Arc, a startup that launched 10 months ago with ambitions to electrify everything on the water, starting with a limited-edition $300,000 boat, has captured the attention and capital of some of the entertainment industry’s biggest stars. The startup, which closed a seed round in February led by VC firm Andreessen Horowitz, has brought on several new investors, including funds from Will Smith’s Dreamers VC, Kevin Durant and Rich Kleiman’s Thirty Five Ventures and Sean “Diddy” Combs’ Combs Enterprises.
The new investment, which co-founder and CEO Mitch Lee describes as a strategic round, pushes Arc’s total funding past $7 million. Chris Sacca’s Lowercarbon Capital and Ramtin Nami’s Abstract Ventures invested in Arc’s seed round.
“All of these people, in addition to just being world class at what they do, have a ton of experience building brands and marketing products, and generally cultivating a community,” Lee told TechCrunch in a recent interview.
In short, Combs, Durant and Smith have a sphere of influence that taps into the market that Arc is hoping to reach. The upper luxury segment, in which that first $300,000 boat sits, is not Arc’s end game, Lee explained.
Lee and former SpaceX engineer Ryan Cook co-founded Arc with a plan to develop and sell electric watercraft at various price points and use cases.
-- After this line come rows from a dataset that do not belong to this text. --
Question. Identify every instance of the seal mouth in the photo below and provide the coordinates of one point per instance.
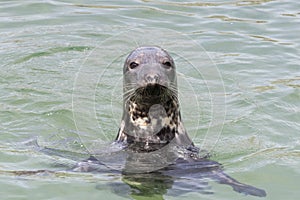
(151, 90)
(153, 93)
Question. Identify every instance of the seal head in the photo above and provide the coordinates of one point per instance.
(151, 115)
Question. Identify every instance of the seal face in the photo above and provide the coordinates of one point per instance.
(151, 115)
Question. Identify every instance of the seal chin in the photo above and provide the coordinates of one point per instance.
(153, 94)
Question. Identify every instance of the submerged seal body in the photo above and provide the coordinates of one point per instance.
(151, 114)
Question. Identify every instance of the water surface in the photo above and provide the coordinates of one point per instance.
(46, 46)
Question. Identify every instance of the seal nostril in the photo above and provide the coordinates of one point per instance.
(152, 78)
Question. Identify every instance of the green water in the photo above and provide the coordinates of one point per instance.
(52, 92)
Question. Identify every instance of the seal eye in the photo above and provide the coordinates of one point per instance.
(133, 65)
(167, 64)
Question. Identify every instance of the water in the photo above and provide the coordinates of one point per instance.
(51, 91)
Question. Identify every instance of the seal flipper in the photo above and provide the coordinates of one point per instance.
(223, 178)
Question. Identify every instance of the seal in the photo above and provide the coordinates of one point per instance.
(151, 113)
(151, 120)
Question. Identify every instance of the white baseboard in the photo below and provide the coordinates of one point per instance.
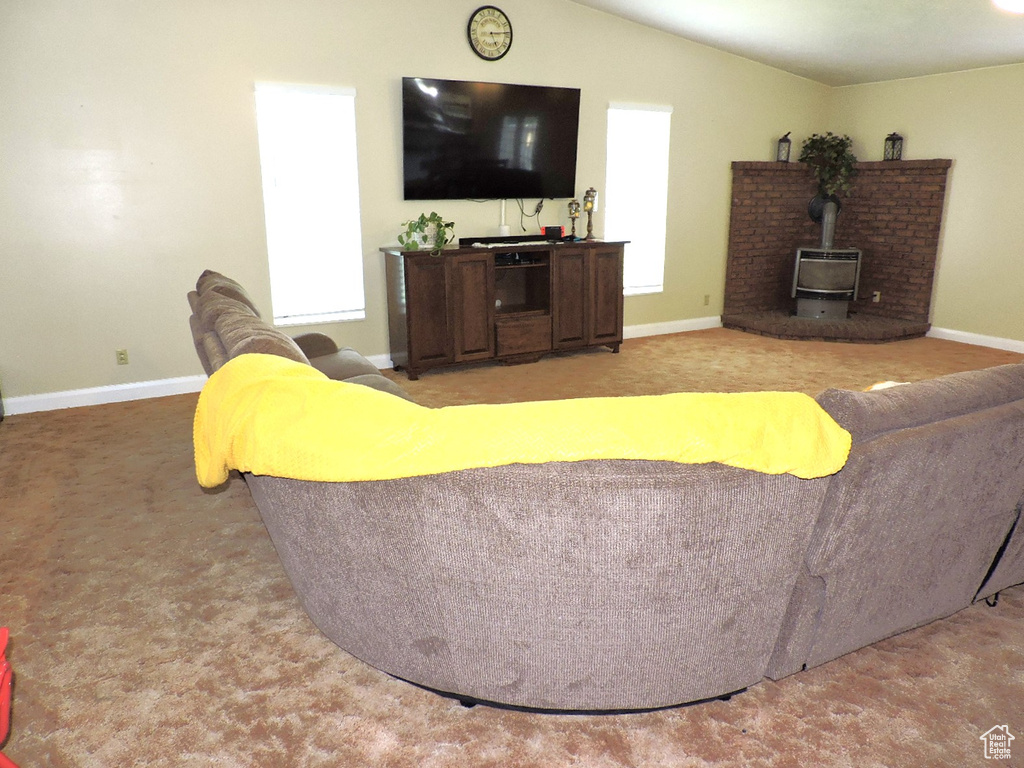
(184, 384)
(1011, 345)
(673, 327)
(138, 390)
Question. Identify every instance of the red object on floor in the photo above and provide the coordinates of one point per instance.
(6, 677)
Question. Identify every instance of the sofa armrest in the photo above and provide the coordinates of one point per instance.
(315, 344)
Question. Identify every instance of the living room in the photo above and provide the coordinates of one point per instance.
(133, 165)
(152, 623)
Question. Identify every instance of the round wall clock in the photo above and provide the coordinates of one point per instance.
(489, 33)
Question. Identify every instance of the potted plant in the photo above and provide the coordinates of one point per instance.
(427, 231)
(832, 162)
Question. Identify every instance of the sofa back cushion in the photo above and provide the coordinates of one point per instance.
(866, 415)
(241, 334)
(210, 281)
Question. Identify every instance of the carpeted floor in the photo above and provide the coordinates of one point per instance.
(153, 626)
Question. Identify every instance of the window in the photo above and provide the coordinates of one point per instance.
(636, 197)
(311, 202)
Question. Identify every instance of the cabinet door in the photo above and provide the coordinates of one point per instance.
(568, 298)
(471, 283)
(426, 308)
(605, 326)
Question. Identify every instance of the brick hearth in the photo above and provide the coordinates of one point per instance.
(893, 214)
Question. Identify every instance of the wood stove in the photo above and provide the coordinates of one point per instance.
(824, 281)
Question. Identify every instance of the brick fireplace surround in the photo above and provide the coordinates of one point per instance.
(893, 214)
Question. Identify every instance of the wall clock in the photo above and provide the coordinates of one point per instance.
(489, 33)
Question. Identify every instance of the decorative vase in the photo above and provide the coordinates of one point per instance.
(428, 238)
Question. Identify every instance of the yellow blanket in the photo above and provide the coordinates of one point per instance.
(270, 416)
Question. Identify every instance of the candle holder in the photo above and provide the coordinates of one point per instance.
(590, 205)
(573, 215)
(782, 148)
(893, 147)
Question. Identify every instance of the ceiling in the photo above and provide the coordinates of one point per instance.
(841, 42)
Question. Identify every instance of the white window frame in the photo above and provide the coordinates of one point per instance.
(309, 172)
(636, 196)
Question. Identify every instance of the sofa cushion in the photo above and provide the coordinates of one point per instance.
(377, 381)
(866, 415)
(211, 281)
(215, 352)
(198, 335)
(242, 334)
(212, 305)
(343, 365)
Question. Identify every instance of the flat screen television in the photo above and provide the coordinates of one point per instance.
(466, 140)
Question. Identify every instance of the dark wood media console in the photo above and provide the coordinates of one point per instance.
(512, 303)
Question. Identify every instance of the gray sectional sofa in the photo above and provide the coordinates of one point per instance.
(622, 585)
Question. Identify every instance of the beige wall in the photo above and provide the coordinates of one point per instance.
(129, 158)
(976, 119)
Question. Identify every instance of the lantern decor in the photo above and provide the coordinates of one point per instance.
(894, 146)
(573, 215)
(590, 206)
(782, 150)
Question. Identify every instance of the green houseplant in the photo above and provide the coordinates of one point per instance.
(832, 162)
(427, 231)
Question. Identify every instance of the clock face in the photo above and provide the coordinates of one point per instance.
(489, 33)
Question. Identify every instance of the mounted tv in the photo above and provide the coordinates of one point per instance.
(465, 140)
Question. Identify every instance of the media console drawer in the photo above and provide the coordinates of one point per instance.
(522, 335)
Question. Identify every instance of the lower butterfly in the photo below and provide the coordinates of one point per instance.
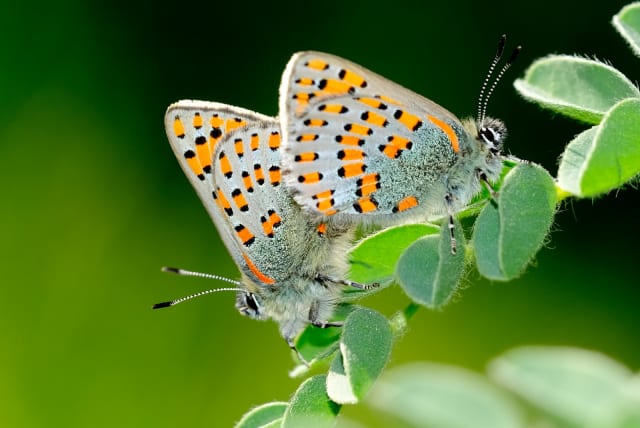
(291, 267)
(361, 148)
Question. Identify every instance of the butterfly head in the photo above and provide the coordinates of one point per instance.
(491, 133)
(248, 304)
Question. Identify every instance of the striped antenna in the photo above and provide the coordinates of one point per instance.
(201, 293)
(485, 94)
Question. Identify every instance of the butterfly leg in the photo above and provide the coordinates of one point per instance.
(482, 176)
(293, 347)
(346, 282)
(449, 201)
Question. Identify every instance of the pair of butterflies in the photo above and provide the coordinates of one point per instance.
(349, 147)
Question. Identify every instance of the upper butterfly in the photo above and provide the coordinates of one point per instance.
(288, 263)
(360, 147)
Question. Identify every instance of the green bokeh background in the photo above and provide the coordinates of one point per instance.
(94, 203)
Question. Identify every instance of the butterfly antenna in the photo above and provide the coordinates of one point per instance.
(504, 68)
(496, 58)
(201, 293)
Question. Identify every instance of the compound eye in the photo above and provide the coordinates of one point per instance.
(491, 137)
(250, 301)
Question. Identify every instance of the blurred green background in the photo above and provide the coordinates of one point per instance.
(94, 203)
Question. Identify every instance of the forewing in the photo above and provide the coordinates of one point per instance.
(195, 129)
(345, 127)
(270, 236)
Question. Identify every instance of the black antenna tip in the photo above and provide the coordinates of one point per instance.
(162, 305)
(501, 44)
(514, 54)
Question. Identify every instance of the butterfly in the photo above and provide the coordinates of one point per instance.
(360, 148)
(288, 262)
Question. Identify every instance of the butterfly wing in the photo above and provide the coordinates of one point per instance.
(357, 143)
(237, 176)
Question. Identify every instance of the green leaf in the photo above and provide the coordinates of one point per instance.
(428, 272)
(437, 395)
(580, 88)
(310, 406)
(583, 388)
(507, 237)
(627, 22)
(365, 348)
(606, 156)
(339, 388)
(263, 415)
(374, 258)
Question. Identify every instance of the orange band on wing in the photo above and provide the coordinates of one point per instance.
(254, 269)
(447, 129)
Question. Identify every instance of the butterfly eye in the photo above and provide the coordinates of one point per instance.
(492, 133)
(247, 304)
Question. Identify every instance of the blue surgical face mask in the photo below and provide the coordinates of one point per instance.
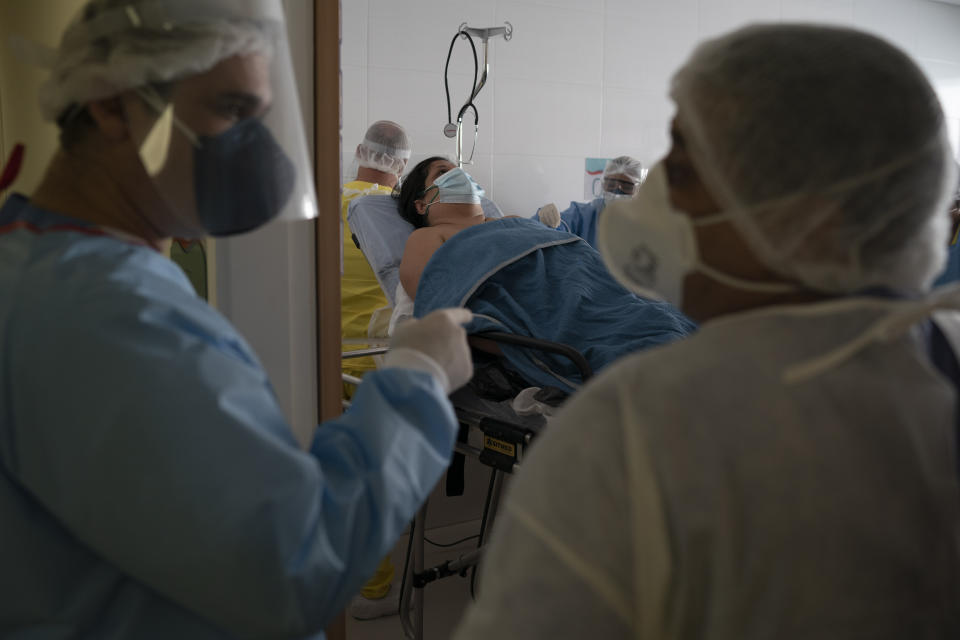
(242, 179)
(456, 186)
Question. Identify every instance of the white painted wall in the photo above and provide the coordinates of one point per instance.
(20, 120)
(266, 283)
(580, 77)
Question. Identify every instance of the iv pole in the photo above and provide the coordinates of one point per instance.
(456, 130)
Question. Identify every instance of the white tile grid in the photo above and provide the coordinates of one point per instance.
(354, 18)
(721, 16)
(537, 125)
(416, 34)
(550, 44)
(524, 183)
(893, 20)
(953, 130)
(416, 100)
(628, 118)
(545, 118)
(839, 12)
(643, 53)
(939, 31)
(353, 118)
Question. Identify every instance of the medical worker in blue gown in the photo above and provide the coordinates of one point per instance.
(622, 177)
(790, 471)
(150, 486)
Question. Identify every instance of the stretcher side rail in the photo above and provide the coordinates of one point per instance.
(503, 445)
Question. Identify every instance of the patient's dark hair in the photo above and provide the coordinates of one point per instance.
(412, 190)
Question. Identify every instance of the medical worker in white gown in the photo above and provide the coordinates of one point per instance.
(790, 471)
(150, 486)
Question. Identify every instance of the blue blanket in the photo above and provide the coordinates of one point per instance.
(517, 275)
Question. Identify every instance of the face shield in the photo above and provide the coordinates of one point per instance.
(223, 144)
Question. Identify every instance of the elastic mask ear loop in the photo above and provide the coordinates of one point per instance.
(734, 281)
(165, 110)
(156, 146)
(885, 329)
(426, 208)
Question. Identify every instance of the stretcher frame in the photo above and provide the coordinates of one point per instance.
(503, 446)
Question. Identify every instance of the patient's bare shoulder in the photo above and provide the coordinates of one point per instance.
(421, 245)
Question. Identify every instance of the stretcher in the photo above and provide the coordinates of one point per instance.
(490, 430)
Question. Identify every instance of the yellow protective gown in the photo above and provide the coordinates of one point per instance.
(361, 296)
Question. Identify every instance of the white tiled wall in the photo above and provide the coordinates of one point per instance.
(580, 77)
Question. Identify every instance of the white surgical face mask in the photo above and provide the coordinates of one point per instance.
(650, 247)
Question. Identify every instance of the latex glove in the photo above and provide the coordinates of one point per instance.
(436, 344)
(549, 215)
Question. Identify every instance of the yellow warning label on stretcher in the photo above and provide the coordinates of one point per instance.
(499, 446)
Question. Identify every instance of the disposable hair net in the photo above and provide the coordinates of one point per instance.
(221, 167)
(828, 149)
(624, 165)
(96, 59)
(385, 147)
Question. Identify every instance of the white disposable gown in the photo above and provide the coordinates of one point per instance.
(149, 484)
(690, 493)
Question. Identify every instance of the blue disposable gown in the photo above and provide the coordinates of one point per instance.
(150, 486)
(581, 219)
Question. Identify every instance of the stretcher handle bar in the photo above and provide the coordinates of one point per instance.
(361, 353)
(447, 569)
(586, 371)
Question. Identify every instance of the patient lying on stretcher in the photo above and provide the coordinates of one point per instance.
(519, 276)
(438, 200)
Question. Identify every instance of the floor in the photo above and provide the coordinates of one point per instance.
(445, 599)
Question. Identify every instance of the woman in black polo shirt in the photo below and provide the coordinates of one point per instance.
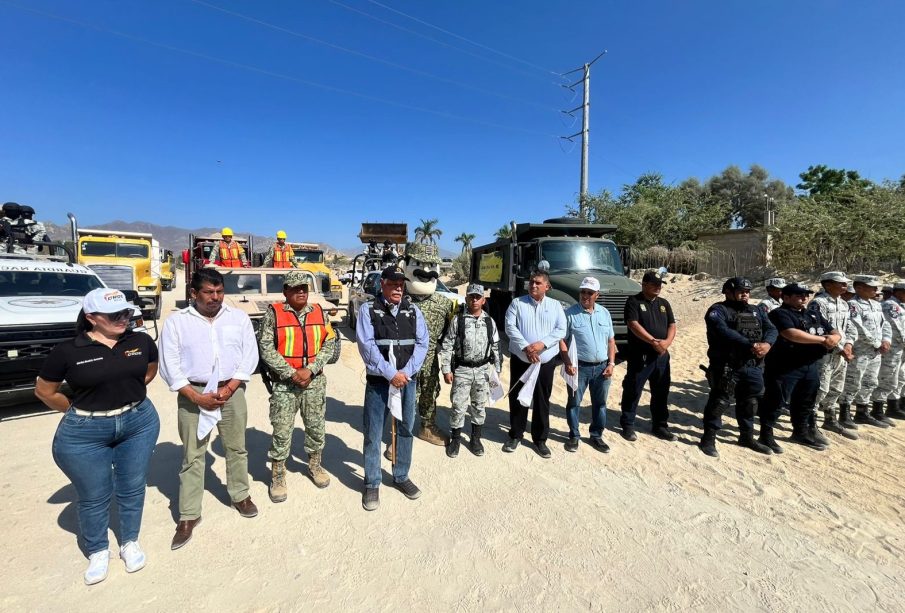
(108, 432)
The company of more than 10 people — many with long stints at SpaceX — started with the hull, Lee explained.
Even though electric boats are quieter, quicker, more reliable and less expensive to maintain, they have not scaled because of three challenges, Lee said. Historically, there hasn’t been a supply chain for batteries needed for boats, the right high-voltage electrical systems and a hull designed to accommodate the weight and volume needed for large battery packs, according to Lee.
“When we approached this we said, we are going to start with a purpose-built hull and purpose-built battery packs that are laid out in a way that makes sense if you were to just start from scratch,” Lee said, noting that the engineering talent from SpaceX has been key to developing the hull and high-voltage electrical system needed.
The company now has a working alpha prototype called the Arc One, a 24-foot aluminum boat that produces 475 horsepower and can run between 3 to 5 hours on a single charge. Arc will produce fewer than 25 Arc One boats.
The Arc One is not aesthetically finished, according to Lee, who noted the attention has been on designing the hull, electrical system and battery packs. But the boat does work; the team recently took it waterskiing. Serial production of the Arc One is expected to begin next month, with the first deliveries to customers occurring early next year.
Arc’s plan is to use the funds from investors to scale its production and develop boats than can be price competitive with gas-powered ones — a strategy employed by Tesla.
“We are not planning to make very many of these, but it sets the tone for what an electric boat can be in this market and it creates a new anchor for us — pun intended,” Lee said. From there, Arc hopes to introduce and start selling a new boat by the end of 2022 that will be directly targeted at consumers in the mass watersports market. While Arc hasn’t set pricing for its next boat, it would need to be around $150,000 to $200,000 to compete with its gas-powered brethren.
The timing of that next boat will depend on the timing and amount of additional capital Arc ends up raising, Lee shared. For now, the company hopes its first boat will charge up demand for its future electric products.